Europe

Germany’s Federal Archive publishes hundreds of Oskar Schindler’s documents, including a copy of his list

Germany's Federal Archive publishes hundreds of Oskar Schindler's documents, including a copy of his list

The Bundesarchiv commemorates the 50th anniversary of the death of the man who saved more than 1,200 of his Jewish workers from extermination

KOBLENZ (GERMANY), 6 (DPA/EP)

More than a thousand names appear on 19 closely typed pages, more than a thousand Jews who escaped the German Nazis’ murder machine during World War II because businessman Oskar Schindler declared them essential war workers in his factory, in an act of salvation.

‘Schindler’s List’ gained worldwide fame in 1993 thanks to the film of the same name by American director Steven Spielberg. But the story of the factory owner had not yet been fully told.

In 1999, a suitcase containing 7,000 documents from Schindler’s estate, including a version of the famous list, was found in an attic in the north-central German city of Hildesheim. Now, on the occasion of the 50th anniversary of Schindler’s death, the Federal Archive of Germany presents online part of this discovery and the saga of this contradictory hero.

Schindler, then a 31-year-old National Socialist, was drawn to German-occupied Poland shortly after the start of World War II in 1939 in hopes of profit. He rented a factory near Krakow and produced enameled pots, plates and bowls for the Wehrmacht. He employed disenfranchised Polish Jews from the region as cheap labor.

Schindler and his wife Emilie’s commitment to Jewish workers began as pressure grew from the Nazi occupiers to exterminate them. At first, Schindler built accommodation at his Deutschen Emailwarenfabrik (German Enamel Factory) so as not to send them to a labor camp. Over time, he employed more and more Jews, arguing that they were necessary for essential war production.

In some cases, Schindler invented professions for them to retain employees. “They would all have died if Schindler had not taken care of them in this way,” department head of the Federal Archive, Tobias Herrmann, told DPA.

When Schindler moved his factory to the Sudetenland region (now the Czech Republic) at the end of the war due to the advancing Soviet Army, he took his “Schindler Jews” with him.

800 men and 300 women were on their lists. In 1945, Oskar and Emilie Schindler also welcomed the so-called Golleschau Jews, a group of people doing forced labor from a subcamp of the Auschwitz extermination camp and who had been transported aimlessly in cattle cars.

After the German capitulation, the Schindlers fled to southern Germany. They lost their possessions. Oskar Schindler never had much financial success again. He received financial support from Jewish organizations and from some of his former employees whom he had rescued. He lived for a time in Argentina and returned to Germany in 1958.

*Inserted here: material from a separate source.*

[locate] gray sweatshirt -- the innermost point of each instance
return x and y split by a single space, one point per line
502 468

In Israel he was awarded the honorary title of “Righteous Among the Nations” in 1962. His wife Emilie, from whom he separated after the war during his stay in Argentina, received this title in 1994.

The publicist Michel Friedman, son of one of the rescued Jews, met Oskar Schindler during his childhood in the city of Frankfurt. “I met a German who was so surprising and convincing in his simplicity,” Friedman once said. “He was not an intellectual, he was not a cultured man, he was not a man who had studied anything,” he recalled.

Friedman said that Schindler was “not particularly well-regarded morally,” was a “drunk, had many, many wives.” But unlike all “moralists,” Schindler helped people by risking his life, the publicist noted. In doing so, he maintained, he demonstrated that this was also possible under the Nazi regime.

Schindler had a room in Hildesheim at a friend’s house. His son found the documents 25 years after the death of Schindler, who had died there on October 9, 1974. The Federal Archives preserved the documents on microfilm and transmitted them to the Yad Vashem Holocaust memorial in Jerusalem. From there, the Federal Archive received an original carbon copy of ‘Schindler’s List’, which is now kept in Koblenz.